If you’re new here you might not know that 6 years ago we sold a house, started building another one, sold that one, tried to buy two more homes over the course of two more years in 2 different rentals and finally, four years ago, bought the house we currently live in. Over the last 3 years we’ve gutted this home and made it our (hopefully) forever space.
There’s a specific reason for this run-on sentence of a decision.
We wanted to be debt free, yes. But with Aaron’s job there’s a lot of personal risk involved. If Aaron would have gotten into an accident or died unexpectedly our income would have stopped with those tragedies and I wouldn’t have been able to afford our house payment. The decision to move and lessen our monthly output was a very tactile decision for our future.
There isn’t a ladder for Aaron to climb as a business owner. He doesn’t work at a company where someone else just hands out raises or promotes him based on his performance. That’s his job, he’s the ceiling. So if our life requires more cash, we can’t knock on a bosses door and ask for it. Yes, there are perks to owning our own business and yes, sometimes there are good years of plenty and there might be profit sharing, other years we lose everything and start all over. Not only do we live a debt free life, personally, but also professionally. Aaron is the sole owner of his companies and it’s a core value for us to operate them without debt, partners, or venture capital.
Now, here’s my disclaimer. Please take this with a grain of salt. We started out very differently than so many of other business owners/professionals. Neither Aaron nor myself had any debt of any kind when we got engaged (We didn’t go to college, ergo no school loans). We bought our first house together before we were married and I “rented” it from Aaron until after the wedding.

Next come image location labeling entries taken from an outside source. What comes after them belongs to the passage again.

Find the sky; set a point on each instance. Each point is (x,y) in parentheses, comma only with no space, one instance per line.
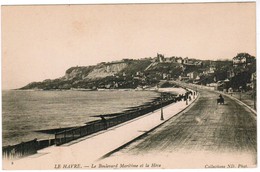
(42,41)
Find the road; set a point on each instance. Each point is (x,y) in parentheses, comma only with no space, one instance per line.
(206,135)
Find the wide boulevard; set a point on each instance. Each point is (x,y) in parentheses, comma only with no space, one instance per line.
(205,135)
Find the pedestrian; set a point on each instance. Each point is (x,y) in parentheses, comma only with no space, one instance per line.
(104,121)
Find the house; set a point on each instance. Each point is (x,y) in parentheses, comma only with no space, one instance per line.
(160,57)
(243,60)
(186,60)
(179,60)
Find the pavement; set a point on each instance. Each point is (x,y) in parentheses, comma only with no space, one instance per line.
(84,153)
(205,136)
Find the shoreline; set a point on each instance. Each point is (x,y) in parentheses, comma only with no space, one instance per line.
(52,131)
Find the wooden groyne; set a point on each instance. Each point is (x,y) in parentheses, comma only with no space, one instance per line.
(103,124)
(107,121)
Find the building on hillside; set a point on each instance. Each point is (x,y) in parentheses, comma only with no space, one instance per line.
(230,73)
(186,60)
(243,60)
(160,57)
(192,75)
(179,60)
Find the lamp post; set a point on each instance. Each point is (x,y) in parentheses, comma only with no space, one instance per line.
(161,109)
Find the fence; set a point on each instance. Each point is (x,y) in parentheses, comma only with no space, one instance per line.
(95,126)
(31,147)
(25,148)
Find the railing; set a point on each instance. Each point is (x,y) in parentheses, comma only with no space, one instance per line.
(25,148)
(31,147)
(95,126)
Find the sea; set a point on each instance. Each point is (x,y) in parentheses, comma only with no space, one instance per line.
(24,112)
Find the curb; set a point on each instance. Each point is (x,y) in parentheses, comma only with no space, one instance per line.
(142,135)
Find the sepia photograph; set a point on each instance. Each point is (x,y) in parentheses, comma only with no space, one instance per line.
(129,86)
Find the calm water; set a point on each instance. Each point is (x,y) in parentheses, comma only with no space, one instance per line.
(27,111)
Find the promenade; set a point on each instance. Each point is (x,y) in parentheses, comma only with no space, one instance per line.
(82,153)
(208,135)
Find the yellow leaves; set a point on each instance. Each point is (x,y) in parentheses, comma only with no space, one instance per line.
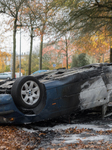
(4,58)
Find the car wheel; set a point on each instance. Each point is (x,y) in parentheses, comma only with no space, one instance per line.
(8,78)
(27,92)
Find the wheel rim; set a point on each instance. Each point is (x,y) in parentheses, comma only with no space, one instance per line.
(30,92)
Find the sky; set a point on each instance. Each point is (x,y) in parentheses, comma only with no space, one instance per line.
(7,43)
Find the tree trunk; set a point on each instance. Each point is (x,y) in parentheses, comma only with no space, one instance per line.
(41,48)
(110,54)
(14,49)
(66,54)
(30,55)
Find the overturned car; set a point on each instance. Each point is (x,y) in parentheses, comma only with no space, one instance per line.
(55,93)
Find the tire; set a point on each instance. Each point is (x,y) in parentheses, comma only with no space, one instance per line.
(27,92)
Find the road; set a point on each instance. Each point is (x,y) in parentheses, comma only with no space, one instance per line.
(86,131)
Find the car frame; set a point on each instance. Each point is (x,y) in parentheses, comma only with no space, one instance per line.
(56,93)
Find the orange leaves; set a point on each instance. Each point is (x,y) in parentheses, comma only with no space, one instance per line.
(4,59)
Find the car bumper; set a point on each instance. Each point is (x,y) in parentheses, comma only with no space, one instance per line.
(9,113)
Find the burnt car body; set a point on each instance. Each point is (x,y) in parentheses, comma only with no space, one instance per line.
(55,93)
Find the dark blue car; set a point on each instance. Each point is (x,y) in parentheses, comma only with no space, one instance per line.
(55,93)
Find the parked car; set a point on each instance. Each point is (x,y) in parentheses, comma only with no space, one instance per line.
(5,75)
(56,93)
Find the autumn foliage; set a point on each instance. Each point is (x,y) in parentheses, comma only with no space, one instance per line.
(4,60)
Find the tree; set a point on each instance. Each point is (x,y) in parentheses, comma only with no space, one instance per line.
(42,13)
(4,61)
(96,45)
(81,60)
(12,8)
(86,17)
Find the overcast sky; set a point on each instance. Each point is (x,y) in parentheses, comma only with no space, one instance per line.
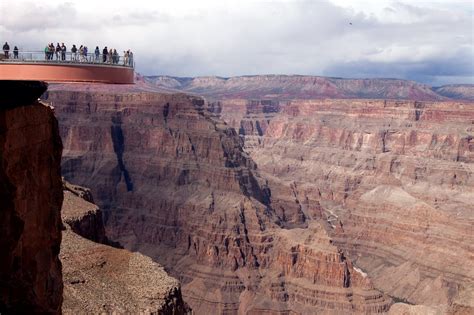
(427,41)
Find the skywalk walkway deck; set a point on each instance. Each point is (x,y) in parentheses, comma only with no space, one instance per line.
(36,66)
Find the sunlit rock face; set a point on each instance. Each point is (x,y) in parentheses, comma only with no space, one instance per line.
(176,184)
(30,202)
(393,181)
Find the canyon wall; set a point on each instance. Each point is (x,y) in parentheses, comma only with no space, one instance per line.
(99,278)
(176,185)
(392,181)
(30,202)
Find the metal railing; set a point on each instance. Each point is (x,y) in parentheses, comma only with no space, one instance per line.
(67,57)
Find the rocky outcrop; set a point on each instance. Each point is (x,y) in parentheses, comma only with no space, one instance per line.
(100,278)
(391,181)
(287,87)
(175,184)
(30,202)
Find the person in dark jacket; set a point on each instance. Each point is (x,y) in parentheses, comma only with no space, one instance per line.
(97,53)
(6,50)
(63,52)
(105,52)
(57,51)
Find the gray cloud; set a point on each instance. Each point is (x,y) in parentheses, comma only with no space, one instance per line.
(431,42)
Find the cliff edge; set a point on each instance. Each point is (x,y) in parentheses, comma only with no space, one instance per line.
(30,202)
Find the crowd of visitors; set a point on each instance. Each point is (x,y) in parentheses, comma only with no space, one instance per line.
(81,54)
(6,51)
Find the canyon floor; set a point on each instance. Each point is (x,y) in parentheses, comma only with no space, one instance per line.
(283,206)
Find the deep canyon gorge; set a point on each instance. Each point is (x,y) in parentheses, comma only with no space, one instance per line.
(247,195)
(258,203)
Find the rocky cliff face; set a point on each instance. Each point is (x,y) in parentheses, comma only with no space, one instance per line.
(286,87)
(100,278)
(175,184)
(30,202)
(457,91)
(393,181)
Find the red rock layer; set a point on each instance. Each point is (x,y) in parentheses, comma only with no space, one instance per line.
(30,204)
(176,185)
(391,179)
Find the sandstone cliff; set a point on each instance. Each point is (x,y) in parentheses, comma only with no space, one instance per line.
(100,278)
(391,180)
(175,184)
(30,202)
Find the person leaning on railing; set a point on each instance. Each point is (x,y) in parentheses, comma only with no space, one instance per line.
(6,50)
(74,52)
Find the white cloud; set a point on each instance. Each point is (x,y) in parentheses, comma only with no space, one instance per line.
(219,37)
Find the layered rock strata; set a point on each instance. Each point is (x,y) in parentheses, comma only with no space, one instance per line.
(392,181)
(30,202)
(100,278)
(175,184)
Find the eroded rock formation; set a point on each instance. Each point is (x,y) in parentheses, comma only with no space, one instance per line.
(30,202)
(175,184)
(100,278)
(392,179)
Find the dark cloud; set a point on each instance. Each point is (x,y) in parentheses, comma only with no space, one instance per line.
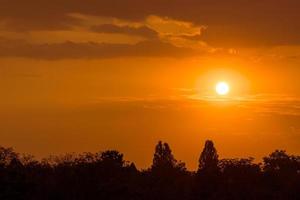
(143,31)
(230,23)
(70,50)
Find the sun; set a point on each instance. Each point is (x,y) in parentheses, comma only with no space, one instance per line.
(222,88)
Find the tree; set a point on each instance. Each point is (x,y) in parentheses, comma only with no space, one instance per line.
(163,157)
(209,157)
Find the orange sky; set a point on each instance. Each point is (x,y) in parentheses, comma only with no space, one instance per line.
(92,75)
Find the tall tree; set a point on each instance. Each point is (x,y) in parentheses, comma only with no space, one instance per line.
(209,157)
(163,157)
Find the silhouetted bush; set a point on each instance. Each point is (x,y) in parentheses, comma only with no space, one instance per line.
(106,175)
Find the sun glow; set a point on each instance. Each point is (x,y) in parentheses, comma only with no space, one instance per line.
(222,88)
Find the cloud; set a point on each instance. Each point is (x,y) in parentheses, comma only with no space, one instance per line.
(142,31)
(230,23)
(71,50)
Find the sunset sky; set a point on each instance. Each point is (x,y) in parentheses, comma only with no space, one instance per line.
(90,75)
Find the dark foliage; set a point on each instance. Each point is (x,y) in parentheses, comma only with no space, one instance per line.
(106,175)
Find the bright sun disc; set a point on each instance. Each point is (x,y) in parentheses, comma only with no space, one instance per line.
(222,88)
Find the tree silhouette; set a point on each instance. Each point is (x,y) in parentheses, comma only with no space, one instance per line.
(106,175)
(209,158)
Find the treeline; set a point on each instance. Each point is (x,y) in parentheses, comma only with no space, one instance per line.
(107,176)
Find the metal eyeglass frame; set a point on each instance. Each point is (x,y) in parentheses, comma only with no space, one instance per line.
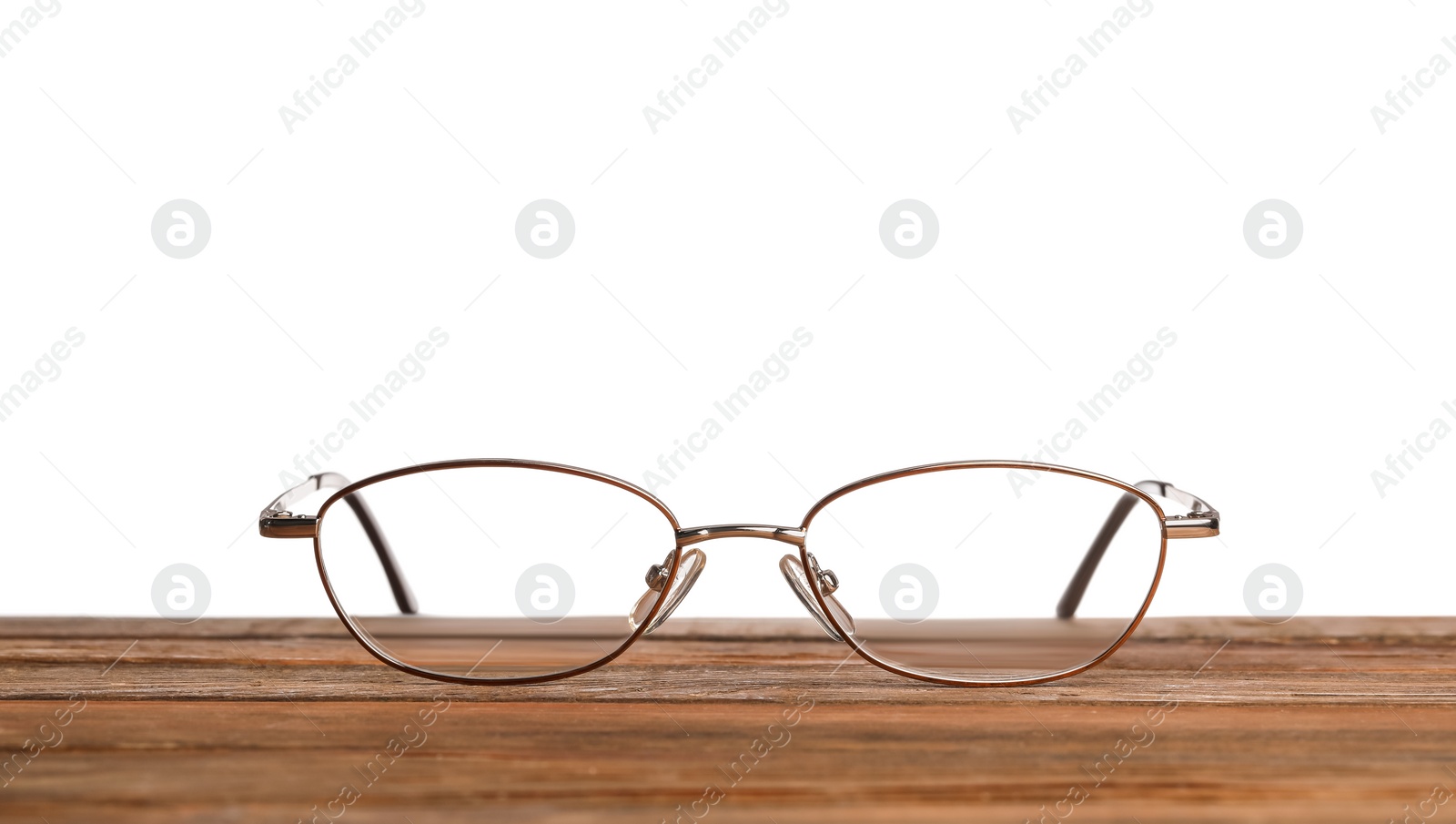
(814,590)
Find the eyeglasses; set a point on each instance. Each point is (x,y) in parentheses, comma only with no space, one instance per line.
(514,573)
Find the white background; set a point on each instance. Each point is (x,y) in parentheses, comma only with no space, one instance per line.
(699,249)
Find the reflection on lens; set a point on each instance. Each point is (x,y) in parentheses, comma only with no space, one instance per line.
(989,575)
(517,573)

We were a dual income household when we bought our second house (the house we sold in the beginning paragraph). I was pregnant with Jessica but working full time with health insurance and Aaron was employed full time as well. On paper we could afford the house but 6 years later with two kids (one of which we ended up paying for the prenatal care and delivery to the tune of almost $30,000 out of pocket), a start-up business and only one income; we were selling everything and then some to keep our house above water.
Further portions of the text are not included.